People who tend to get ‘unlucky’ and experience this misfortune over and over again, usually can use a little self-reflection. Start with these questions:
– Have you had more than one ‘horrific’ boss who ‘drove you crazy?’
– Do you find yourself thinking very bad thoughts (not in a good way) about a current or former boss?
– Do you feel these ‘evil’ bosses not only held you back but went out of their way to keep you down or make you miserable?
– Were you or are you so desperate to find a new job that you’re willing to work anywhere, earning just about anything?
If you answer ‘yes’ to most of these questions for more than one job, there is a good chance that you will need to adjust your mindset in order to achieve career success. As someone who once suffered from this dreadful illness, I’ll let you know what worked for me.
BE HONEST WITH YOURSELF. Like any addiction, the first step to recovery is admitting you have a problem.
THEY ARE HUMAN. It’s important to remember that your boss does not transcend humanity. They breathe the same air and have plenty of their own problems to deal with. So don’t be sensitive.
YOU’RE NOT A VICTIM. When you feel yourself falling into a ‘Negative Boss Pattern’ (NBP) remind yourself that you’ve had this problem before and that the issue might be with you.

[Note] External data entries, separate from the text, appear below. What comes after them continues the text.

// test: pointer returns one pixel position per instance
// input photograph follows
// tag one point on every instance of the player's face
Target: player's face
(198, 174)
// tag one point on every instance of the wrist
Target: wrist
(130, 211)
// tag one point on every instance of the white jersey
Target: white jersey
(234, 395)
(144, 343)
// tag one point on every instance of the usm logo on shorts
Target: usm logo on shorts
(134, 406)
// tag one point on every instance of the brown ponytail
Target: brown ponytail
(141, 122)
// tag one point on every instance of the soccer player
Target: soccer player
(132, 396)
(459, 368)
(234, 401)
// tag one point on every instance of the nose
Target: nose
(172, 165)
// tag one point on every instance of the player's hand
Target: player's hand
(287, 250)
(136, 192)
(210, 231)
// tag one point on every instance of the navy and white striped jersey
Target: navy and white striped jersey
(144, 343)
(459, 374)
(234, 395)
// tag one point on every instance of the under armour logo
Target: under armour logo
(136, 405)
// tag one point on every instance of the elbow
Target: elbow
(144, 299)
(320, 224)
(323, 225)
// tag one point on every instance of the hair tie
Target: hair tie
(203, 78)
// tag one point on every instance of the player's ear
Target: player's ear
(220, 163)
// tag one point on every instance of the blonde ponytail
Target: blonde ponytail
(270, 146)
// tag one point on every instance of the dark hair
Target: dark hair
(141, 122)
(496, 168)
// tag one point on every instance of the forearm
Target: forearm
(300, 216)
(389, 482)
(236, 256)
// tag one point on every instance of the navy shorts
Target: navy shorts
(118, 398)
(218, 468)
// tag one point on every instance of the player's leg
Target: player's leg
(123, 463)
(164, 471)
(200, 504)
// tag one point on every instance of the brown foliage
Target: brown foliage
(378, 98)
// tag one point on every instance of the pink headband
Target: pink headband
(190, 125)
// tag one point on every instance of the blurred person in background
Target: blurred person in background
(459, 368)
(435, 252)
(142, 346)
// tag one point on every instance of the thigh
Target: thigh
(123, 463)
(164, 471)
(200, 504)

ARE YOU SURE? I keep these three words taped on my computer monitor. Every time I feel myself reacting strongly towards a boss’s action, I ask myself, ‘Am I sure?’ More often than not, I am NOT sure. So I take a deep breath, regain my clarity and try to take things in stride.
I’M IN CONTROL. You might feel overwhelmed with a feeling or a sentiment towards your boss – but you have the power to change. It’ll be difficult at first because there’s a good chance you’ve been repeating this thought over and over in your head. But with enough practice, you can stop that negative thought and replace it with something positive – or at least neutral. You can’t control your boss, but you can control your thoughts and the way you react.
The boss from hell DOES exist. I’m not implying that the onus for a sour work experience is all on you. I’m merely suggesting you look inward and identify a pattern before you find yourself making the same work mistake again and again.
It’s also important to spot subordinates and colleagues who suffer from NBP. It’ll help you carve out an approach to deal with them, keeping in mind, of course, that they probably don’t know they have a problem. Unless they read this blog.
Take out that mirror, take a good hard look and share the blame – I’m willing to bet there’s enough to go around.